Quel est le problème avec l’agriculture industrielle ?

L’agriculture industrielle implique la production intensive de cultures ou de bétail dans des conditions destinées à maximiser la production à un coût minimal. Il utilise des techniques comme la mono-culture d’une seule variété - généralement du maïs ou du soja - avec l’utilisation intensive d’engrais artificiels, de régulateurs de croissance des plantes et de pesticides toxiques. Le bétail est souvent élevé avec des aliments pour animaux génétiquement modifiés, maintenus dans des conditions exiguës et traités avec des médicaments et des hormones pour favoriser une croissance rapide. Le système alimentaire industriel nous dit que nous devons commercialiser notre agriculture, en utilisant des semences hybrides ou GM que vous devez acheter chaque année, et remplacer les connaissances complexes des agriculteurs par une recette unique.

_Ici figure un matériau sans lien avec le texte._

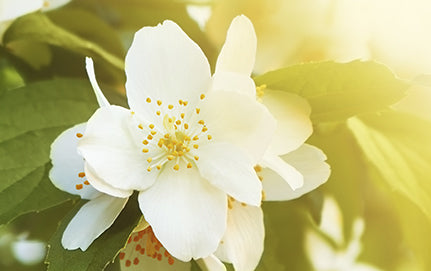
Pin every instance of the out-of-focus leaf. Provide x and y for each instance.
(338, 91)
(31, 117)
(397, 146)
(102, 251)
(127, 16)
(36, 27)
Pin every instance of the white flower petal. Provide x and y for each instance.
(144, 252)
(239, 50)
(226, 167)
(309, 161)
(240, 120)
(187, 214)
(230, 81)
(67, 172)
(212, 263)
(91, 221)
(112, 151)
(10, 10)
(243, 242)
(164, 64)
(290, 174)
(293, 120)
(89, 66)
(104, 187)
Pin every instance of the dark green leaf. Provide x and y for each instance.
(338, 91)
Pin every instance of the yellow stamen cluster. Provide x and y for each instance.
(175, 136)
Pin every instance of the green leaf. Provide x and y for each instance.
(338, 91)
(36, 27)
(102, 251)
(397, 146)
(31, 117)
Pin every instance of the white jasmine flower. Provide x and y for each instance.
(186, 144)
(68, 174)
(344, 257)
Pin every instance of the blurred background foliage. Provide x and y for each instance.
(372, 121)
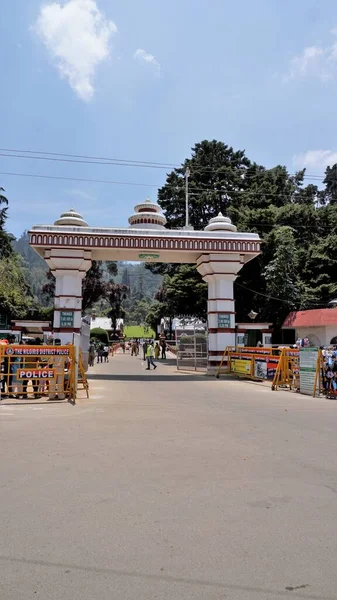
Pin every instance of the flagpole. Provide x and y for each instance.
(187, 174)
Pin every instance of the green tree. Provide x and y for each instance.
(282, 278)
(116, 294)
(16, 300)
(5, 240)
(330, 193)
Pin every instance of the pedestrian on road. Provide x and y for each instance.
(100, 353)
(163, 350)
(92, 354)
(149, 356)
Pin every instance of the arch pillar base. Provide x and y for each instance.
(220, 274)
(69, 268)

L’expérience montre que cette voie mène à la pauvreté, à une mauvaise santé, à un environnement dégradé, à des entreprises commerciales à haut risque, à la perte de biodiversité et à une résilience affaiblie. Les familles d’agriculteurs à petite échelle sont forcées de quitter leurs terres car elles ne peuvent pas se payer les intrants coûteux, tandis que d’autres deviennent de plus grands producteurs commerciaux cultivant des spéculations commerciales pour les marchés internationaux plutôt que de la nourriture pour les marchés locaux.

Qu’est-ce que le contrôle des aliments par les entreprises ?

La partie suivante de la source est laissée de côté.